Tim Cook just officially announced that more than half of Fortune 100 companies have bought at least one Apple Vision Pro headset.
Vision Pro launched exactly three months ago. While much of the focus of industry analysis has been on its adoption by consumers, very few can afford a $3500 product, so Apple has also put significant focus on selling it to enterprises, which can easily justify devices of this price if they're useful.
Enterprises including KLM Royal Dutch Airlines, SAP, Porsche, Lowe's, and EnBW have publicly confirmed using Apple Vision Pro with custom visionOS software.
“We see Apple Vision Pro as a tremendous value-add that will improve our fleet availability and operations,
Training our employees with spatial computing will lead to fewer costly errors because the most current information they need to do their job is there in front of them as they perform the task. This means we not only get vastly more efficient in our work, but also provide a better work environment for our employees to succeed.”
- Bob Tulleken, KLM’s vice president of Operations Decision Support
In February, Porsche broke the Laguna Seca record for a series electric car with its new Taycan Turbo GT, while the engineers "tracked along using Vision Pro".
Additionally, dozens of developers have built visionOS apps for businesses, either ports of their existing platforms or entirely new platforms.
The Enterprise Headset Of Choice?
Apple isn't the first AR or VR company to target an expensive headset at enterprises. Magic Leap 2, Microsoft's HoloLens 2, and Varjo's XR-4 series all primarily focus on this segment of the market.
Magic Leap 2 and HoloLens 2 are similarly priced to Vision Pro, but use transparent optics with a much narrower field of view and feature older and weaker CPUs. Magic Leap 2's battery lasts notably longer, though, and both it and HoloLens 2 are more comfortable to wear.
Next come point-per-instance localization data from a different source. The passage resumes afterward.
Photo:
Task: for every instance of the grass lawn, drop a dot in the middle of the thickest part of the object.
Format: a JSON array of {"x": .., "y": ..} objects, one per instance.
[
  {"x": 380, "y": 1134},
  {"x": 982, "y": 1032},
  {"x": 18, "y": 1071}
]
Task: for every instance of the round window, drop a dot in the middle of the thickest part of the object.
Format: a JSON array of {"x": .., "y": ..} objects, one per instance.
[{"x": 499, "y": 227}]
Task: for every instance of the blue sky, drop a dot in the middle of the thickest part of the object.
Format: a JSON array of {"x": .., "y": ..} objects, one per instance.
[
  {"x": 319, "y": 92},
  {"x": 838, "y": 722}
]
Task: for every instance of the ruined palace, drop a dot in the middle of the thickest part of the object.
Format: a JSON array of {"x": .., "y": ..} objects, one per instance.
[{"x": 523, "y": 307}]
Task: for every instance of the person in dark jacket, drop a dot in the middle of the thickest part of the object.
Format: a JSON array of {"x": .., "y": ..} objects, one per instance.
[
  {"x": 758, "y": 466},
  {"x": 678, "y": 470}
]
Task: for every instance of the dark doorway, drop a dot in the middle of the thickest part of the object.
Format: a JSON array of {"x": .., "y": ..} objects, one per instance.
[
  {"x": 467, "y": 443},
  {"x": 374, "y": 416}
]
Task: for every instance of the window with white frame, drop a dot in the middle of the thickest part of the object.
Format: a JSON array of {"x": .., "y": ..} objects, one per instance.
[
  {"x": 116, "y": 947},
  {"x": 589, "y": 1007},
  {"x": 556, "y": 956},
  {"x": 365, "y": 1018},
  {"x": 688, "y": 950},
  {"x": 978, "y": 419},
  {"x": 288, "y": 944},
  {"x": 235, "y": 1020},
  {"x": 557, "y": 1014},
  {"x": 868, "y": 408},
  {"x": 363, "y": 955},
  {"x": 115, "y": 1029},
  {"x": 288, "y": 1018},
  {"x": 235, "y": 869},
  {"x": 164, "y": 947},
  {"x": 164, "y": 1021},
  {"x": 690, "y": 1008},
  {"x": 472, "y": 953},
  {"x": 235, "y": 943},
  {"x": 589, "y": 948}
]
Varjo's XR-4 series has a wider field of view and superior visual clarity, but has to be cable tethered to an expensive Windows workstation PC. That does greatly expand the potential fidelity and scope of the software it can run, but limits its portability and its usefulness for large collaborative spaces.
Another dark horse in the enterprise AR space could be Meta's Quest 3. While it offers a noticeably lower quality passthrough experience than Vision Pro or Varjo, its much lower price could tempt some organizations, especially smaller companies where seven headsets would be preferable to one.
One of Apple's key advantages though is the ability for companies to relatively easily extend their existing iPad apps into AR using the suite of Apple developer tools they may already use. This lowers the cost, time, and complexity of companies adopting headset-based AR in a way that other companies dependent on Unity and Unreal engine won't be able to easily match.
With more than half of Fortune 100 companies using Vision Pro just three months after launch, Apple's strategy appears to be starting to work.
Correction: This article briefly contained a "Fortune 500" typo. We regret the error.